L’analyse des passations (redoublements) de Figures dans le tableau géomantique se fera toujours dans l’ordre naturel de numérotation des Demeures, la Figure « voyageuse », aussi dite « passante », drainant sur son passage une somme d’influences dont il conviendra d’interpréter le sens, en rapport avec le domaine de la question posée.

L’exercice consistera donc à associer les significations propres à chaque Demeure pour n’en faire plus qu’une, et ainsi parvenir à remonter à la source d’une situation, d’une décision, ou des préoccupations actuelles du questionneur.

Selon la qualité de la Figure en passation, favorable ou défavorable, les effets diffusés sur les Demeures traversées se trouveront être de nature plutôt bénéfique ou maléfique, et il conviendra de ne retenir que ceux-là. Selon enfin l’affinité ou la contrariété élémentaire de la Figure avec sa Demeure, il importera de moduler la puissance de ces effets, et comme il a déjà été exposé lors de l’étude des réactions.

J’ai coutume de toujours compléter l’étude des passations par la recherche dans le Thème des Figures dites « en affinité » avec celles du Questionneur, de la question, ou du Juge.

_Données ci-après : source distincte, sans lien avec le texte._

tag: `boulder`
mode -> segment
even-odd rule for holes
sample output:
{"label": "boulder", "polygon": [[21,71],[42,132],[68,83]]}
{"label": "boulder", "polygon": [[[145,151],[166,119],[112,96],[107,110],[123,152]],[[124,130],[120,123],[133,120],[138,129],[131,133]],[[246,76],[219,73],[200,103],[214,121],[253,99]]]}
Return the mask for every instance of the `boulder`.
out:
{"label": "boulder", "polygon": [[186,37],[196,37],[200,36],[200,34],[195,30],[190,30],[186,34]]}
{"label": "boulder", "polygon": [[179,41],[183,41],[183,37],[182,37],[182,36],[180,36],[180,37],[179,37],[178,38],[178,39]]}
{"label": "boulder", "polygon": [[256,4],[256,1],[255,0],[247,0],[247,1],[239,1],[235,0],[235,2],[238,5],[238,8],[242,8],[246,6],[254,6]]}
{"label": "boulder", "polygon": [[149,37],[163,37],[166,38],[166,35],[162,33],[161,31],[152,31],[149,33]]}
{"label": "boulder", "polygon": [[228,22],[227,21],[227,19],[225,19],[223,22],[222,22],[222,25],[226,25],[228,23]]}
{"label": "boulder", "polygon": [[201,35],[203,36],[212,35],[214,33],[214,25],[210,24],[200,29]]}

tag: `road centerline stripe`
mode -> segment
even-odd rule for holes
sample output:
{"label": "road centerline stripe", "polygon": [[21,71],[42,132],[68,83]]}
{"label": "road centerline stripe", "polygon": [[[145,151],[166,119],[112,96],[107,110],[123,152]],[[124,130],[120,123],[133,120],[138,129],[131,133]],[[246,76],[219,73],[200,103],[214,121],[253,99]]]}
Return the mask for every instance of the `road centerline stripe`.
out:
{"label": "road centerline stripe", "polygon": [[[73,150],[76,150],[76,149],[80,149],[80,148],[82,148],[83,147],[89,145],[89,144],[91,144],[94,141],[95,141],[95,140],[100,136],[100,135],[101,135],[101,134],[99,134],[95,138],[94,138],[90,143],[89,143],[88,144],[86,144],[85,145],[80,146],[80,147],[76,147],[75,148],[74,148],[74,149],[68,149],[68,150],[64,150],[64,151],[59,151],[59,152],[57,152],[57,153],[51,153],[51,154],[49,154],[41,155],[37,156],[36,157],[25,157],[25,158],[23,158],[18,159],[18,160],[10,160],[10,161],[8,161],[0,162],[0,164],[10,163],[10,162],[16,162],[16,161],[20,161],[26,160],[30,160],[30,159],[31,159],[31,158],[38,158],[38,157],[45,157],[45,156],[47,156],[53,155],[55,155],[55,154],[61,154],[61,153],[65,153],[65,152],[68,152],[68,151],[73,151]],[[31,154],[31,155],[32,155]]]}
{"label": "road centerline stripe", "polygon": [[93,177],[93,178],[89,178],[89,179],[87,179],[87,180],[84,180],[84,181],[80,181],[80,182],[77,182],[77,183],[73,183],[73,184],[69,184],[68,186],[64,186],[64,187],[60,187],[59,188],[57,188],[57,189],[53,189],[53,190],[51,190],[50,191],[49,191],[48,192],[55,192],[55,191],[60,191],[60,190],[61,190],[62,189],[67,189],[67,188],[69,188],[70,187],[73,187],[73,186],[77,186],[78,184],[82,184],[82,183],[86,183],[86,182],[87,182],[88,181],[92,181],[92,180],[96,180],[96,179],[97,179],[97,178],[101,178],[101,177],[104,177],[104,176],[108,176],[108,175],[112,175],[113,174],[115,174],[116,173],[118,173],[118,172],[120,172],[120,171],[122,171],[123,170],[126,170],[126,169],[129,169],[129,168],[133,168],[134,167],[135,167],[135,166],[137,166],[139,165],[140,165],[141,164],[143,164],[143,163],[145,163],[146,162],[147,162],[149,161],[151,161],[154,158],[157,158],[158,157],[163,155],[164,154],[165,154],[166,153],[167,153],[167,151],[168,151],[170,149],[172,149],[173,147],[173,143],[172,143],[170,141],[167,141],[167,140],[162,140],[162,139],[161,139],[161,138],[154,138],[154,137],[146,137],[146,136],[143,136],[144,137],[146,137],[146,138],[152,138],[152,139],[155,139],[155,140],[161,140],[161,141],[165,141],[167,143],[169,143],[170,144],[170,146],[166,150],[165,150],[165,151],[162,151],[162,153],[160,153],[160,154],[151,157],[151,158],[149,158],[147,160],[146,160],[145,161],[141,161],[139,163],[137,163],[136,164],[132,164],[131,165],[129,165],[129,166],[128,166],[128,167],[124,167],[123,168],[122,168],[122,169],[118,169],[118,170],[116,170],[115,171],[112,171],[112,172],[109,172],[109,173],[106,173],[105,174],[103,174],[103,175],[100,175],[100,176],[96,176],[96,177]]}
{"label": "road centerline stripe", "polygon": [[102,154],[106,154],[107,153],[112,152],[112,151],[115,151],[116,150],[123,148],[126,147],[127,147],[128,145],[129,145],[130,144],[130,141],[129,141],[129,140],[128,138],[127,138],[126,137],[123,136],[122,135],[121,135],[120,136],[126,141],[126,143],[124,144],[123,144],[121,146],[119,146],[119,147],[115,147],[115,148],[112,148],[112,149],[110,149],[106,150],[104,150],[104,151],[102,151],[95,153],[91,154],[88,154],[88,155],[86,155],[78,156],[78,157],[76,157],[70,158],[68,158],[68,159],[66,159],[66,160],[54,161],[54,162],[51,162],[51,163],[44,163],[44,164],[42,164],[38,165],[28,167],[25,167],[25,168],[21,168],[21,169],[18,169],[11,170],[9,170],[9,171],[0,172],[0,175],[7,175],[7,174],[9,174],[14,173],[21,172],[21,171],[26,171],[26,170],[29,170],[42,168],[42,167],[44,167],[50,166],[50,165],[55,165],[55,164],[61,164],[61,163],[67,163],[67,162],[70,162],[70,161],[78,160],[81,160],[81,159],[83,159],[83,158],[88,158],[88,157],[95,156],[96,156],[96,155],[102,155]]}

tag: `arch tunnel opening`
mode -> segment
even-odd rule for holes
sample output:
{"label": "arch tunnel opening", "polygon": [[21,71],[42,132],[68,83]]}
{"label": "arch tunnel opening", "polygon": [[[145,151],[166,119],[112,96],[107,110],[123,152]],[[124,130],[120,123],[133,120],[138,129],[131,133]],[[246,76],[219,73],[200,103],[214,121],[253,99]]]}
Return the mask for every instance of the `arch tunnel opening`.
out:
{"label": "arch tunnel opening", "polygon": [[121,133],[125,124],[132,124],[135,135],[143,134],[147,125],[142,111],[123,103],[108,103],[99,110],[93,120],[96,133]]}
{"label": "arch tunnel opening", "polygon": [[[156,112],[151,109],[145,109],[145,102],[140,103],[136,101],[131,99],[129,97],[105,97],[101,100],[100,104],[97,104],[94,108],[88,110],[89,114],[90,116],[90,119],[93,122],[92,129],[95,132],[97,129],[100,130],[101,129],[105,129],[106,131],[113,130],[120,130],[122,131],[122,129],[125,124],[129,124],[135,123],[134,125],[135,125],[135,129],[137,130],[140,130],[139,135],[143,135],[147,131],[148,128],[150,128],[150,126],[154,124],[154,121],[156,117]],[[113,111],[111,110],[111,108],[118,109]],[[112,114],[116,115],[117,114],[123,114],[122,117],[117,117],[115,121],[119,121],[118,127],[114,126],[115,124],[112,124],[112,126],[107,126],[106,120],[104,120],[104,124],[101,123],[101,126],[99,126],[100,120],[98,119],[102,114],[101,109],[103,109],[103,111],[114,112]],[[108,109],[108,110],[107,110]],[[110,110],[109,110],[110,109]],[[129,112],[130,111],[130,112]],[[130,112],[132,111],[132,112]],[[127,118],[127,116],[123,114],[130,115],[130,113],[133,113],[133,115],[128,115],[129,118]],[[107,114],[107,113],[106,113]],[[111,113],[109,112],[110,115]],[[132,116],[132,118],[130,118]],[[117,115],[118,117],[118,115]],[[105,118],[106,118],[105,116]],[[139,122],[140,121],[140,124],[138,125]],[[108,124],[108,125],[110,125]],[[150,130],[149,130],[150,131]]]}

Ces Figures, de par leur symbolisme, leur signification, ou leur aspect, en rappellent d’autres, avec lesquelles elles nourrissent de fait un type particulier de rapports, qui méritent toujours d’être investigués.

Il existe trois types principaux d’affinités de Figures qu’il convient d’apprendre à identifier, et dès le premier regard porté sur le Thème événementiel avec l’expérience :

  • Figures contraires :
    • Deux Figures sont dites « contraires » lorsque l’une dérive de l’autre par renversement de ses points, selon un axe horizontal (exemple  : Laetitia – Tristitia), à l’exception des Figures Via, Populus, Conjonctio et Carcer qui sont à elles-mêmes leurs propres symétriques.
    • Une figure est objectée, affaiblie et se trouve en antipathie mutuelle avec une autre qui lui est contraire, aussi dite « opposée » ; c’est alors le signe de contrariétés et d’antagonismes sévères, et l’annonce d’une crise avec opposition drastique des forces en présence.
  • Figures complémentaires :
    • Deux Figures sont dites « complémentaires » lorsque l’une dérive de l’autre par substitution de ses points simples par des doubles, et réciproquement ; (entendre par inversion de la parité de ses éléments ; exemple : Puer  –  Rubeus).
    • Une Figure est reliée à une autre complémentaire, notamment en cas d’absence de passations dans le tableau, donnant ainsi lieu à une passation secondaire, laquelle il conviendra d’étudier en associant la signification et les attributs des demeures traversées.
  • Figures en analogie de sens :
    • Deux Figures sont dites en analogie de sens lorsque leurs significations fondamentales se rejoignent et qu’elles partagent une dialectique, une symbolique et une signification communes ou apparentées ; (Ex. : Acquisitio – Laetitia).
    • Une Figure est renforcée par une autre en analogie de sens, et leur message énoncé d’une seule voix se voit doublement réaffirmé au sein d’un ensemble cohérent et uniforme.